According to the cis-acting elements in the AP2/ERF superfamily, we chose six of the 12 validated genes to confirm by qRT-PCR whether the expression patterns were influenced by different hormone treatments (SA, GA, ABA, and MeJA) (Fig. 10). We found that some of the DlAP2/ERF genes were significantly induced by multiple hormone treatments, and others were repressed.
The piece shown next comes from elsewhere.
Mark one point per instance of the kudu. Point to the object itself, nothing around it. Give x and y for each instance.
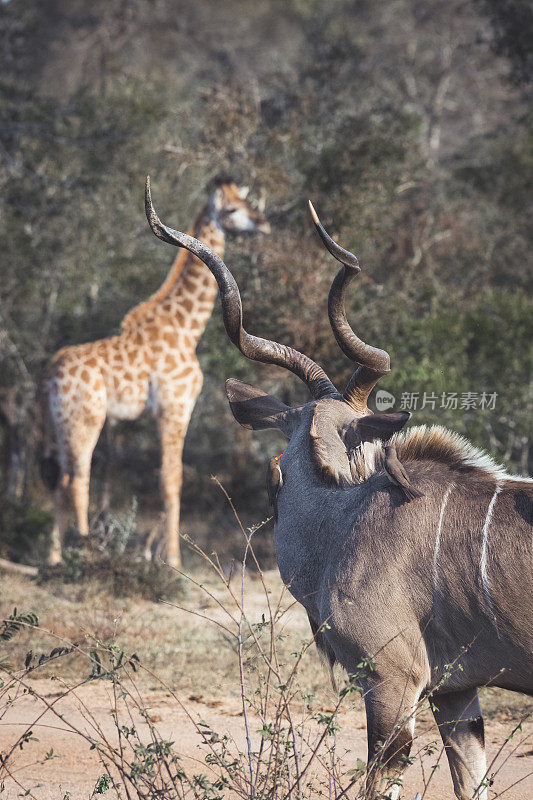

For instance, Dlo_023524.1 (ERF-73), Dlo_011527.1 (BBM), Dlo_000585.1 (AIL), Dlo_007774.3 (RAP2.7), and Dlo_009234.2 (RAP2.7) were significantly induced by MeJA treatment, whereas Dlo_004646.1 (PLT) was down-regulated and then up-regulated by MeJA treatment. Dlo_023524.1 (ERF-73) and Dlo_004646.1 (PLT) were induced by GA treatment, Dlo_011527.1 (BBM), Dlo_000585.1 (AIL), and Dlo_007774.3 (RAP2.7) were repressed by GA treatment, and Dlo_009234.2 (RAP2.7) was induced then repressed by GA treatment at different times. Dlo_004646.1 (PLT), Dlo_007774.3 (RAP2.7), and Dlo_009234.2 (RAP2.7) were induced by ABA treatment, Dlo_023524.1 (ERF-73) and Dlo_000585.1 (AIL) were repressed by ABA treatment, and Dlo_011527.1 (BBM) was induced then repressed by ABA treatment. Dlo_004646.1 (PLT), Dlo_007774.3 (RAP2.7), and Dlo_009234.2 (RAP2.7) were induced by SA treatment, whereas Dlo_011527.1 (BBM) and Dlo_000585.1 (AIL) were repressed by SA treatment. Interestingly, three genes, Dlo_011527.1 (BBM), Dlo_004646.1 (PLT), and Dlo_000585.1 (AIL), showed opposite expression patterns under the MeJA and SA treatments. Overall, the candidate genes were influenced by different hormone in various ways.
AP2/ERF protein interactions among specific proteins in longan
To confirm the potential functions of the DlAP2/ERF proteins, we selected six validated differentially expressed genes to construct a protein–protein interaction network using STRING 10.5 software and an Arabidopsis association model (Fig. 11). Dlo_023524.1, which shared high homology with AtRAP2.12, interacts with ACBP1, ACBP2, CYS2, and PRT6. Dlo_011527.1, which shared homology with AtBBM, interacts with MYB115, SERK1, AGL15, LEC1, and FUS3. Dlo_004646.1,which shared homology with AtPLT2, interacts with WOX5, SHR, EIR1, WOX4, BPS2, NRPB3, and NRPE3B. Dlo_000585.1, which shared high homology with AtAIL6, interacts with ELP1, TTG1, EDM2 AFO, LFY, WUS, and MP proteins. Dlo_007774.3 and Dlo_009234.2, which shared homology with AtRAP2.7, interact with TGG2, FKF1, EFE, GAI, TY1, KAN, and ROXY2.